The Five Best Paths for Bikes and Hikes
Milder weather is an invitation to fit the trail on foot or wheels.
The BWI Bike Trail is an 11-mile loop around BWI Airport, mainly on a smooth asphalt surface with brief segments on streets with traffic. A spur of the trail by I-97 connects with the Baltimore & Annapolis trail.
The route of the BWI Bike Trail is mostly level, with a couple of bridges and one challenging looping hill approaching Andover Park on the north. The Amtrak station has a drinking fountain, bathroom, and vending machines. Bathrooms are available at Andover Park and the Dixon Aircraft Observation Area on Dorsey Road on the southern end of the loop.

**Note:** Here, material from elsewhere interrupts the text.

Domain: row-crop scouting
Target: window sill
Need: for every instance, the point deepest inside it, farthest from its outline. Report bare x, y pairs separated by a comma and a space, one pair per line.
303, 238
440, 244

You can park and begin the loop at several spots. Parking lots are available at the Amtrak station, Andover Park, and the Dixon Aircraft Observation Area.
Baltimore and Annapolis Trail
The B&A Trail is mostly level and flat, running15.5 miles along a passenger/freight line from Dorsey Road near BWI airport to the Annapolis waterfront. At the northern end of the B&A Trail, a short spur connects with the BWI Bike Trail. The southern portion of the trail travels through suburban neighborhoods; Glen Burnie, Pasadena, Millersville, Severna Park, and Arnold, ending near the Cromwell Light Rail Station. The trail passes near Marley Station Mall and has a ranger’s station.
Gwynns Falls Trail
A meandering 15-mile trail through West Baltimore communities. The Gwynns Falls Trail begins at the Park-N-Ride near I-70 and the Beltway and courses through historic Franklintown, Leakin Park and 30 other neighborhoods to Cherry Hill Park on the Middle Branch of the Patapsco.

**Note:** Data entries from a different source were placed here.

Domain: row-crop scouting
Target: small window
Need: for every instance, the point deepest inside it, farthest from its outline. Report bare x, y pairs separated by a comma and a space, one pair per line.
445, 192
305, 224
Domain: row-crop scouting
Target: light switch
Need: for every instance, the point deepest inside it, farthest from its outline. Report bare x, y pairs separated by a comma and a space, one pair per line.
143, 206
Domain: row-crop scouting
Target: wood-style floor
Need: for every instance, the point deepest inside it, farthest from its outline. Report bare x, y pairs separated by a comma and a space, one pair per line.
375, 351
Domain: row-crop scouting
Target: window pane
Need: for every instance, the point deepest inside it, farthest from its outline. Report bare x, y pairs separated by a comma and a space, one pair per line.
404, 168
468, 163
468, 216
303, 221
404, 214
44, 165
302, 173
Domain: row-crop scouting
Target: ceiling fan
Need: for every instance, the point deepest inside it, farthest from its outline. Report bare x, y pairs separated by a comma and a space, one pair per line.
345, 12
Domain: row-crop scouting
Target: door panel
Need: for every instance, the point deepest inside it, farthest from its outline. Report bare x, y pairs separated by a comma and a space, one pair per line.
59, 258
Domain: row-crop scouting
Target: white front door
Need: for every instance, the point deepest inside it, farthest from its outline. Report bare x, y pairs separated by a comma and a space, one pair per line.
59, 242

Northern Central Railroad Trail
The NCR Trail begins in the Hunt Valley area and runs 20 miles to the MD state line, and another 20 or so miles to York, PA. The southern portion of the NCR Trail is relatively flat, through wooded terrain and rural expanses. As you travel North through Baltimore County along the Gunpowder Falls, the hills become increasingly challenging. On the PA side, there are convenient amenities as the route courses through developed areas.
Number Nine Trolley Line
A paved trail on the old Number Nine trolley line, running about 1.5 mile from the end of Edmonson Avenue through Oella to the Patapsco River at the doorstep of Ellicott City.
The Number Nine trail runs through wooded greenway along the Cooper Branch, and includes a wooden boardwalk and a rustic suspension bridge. The trail is popular with bicyclists and people with dogs and/or children. The trail courses downhill from Catonsville to Ellicott City. Riding from west to east is continuously uphill. Parking is available in a lot at the Ellicott City end or along Edmonson Avenue at the eastern end.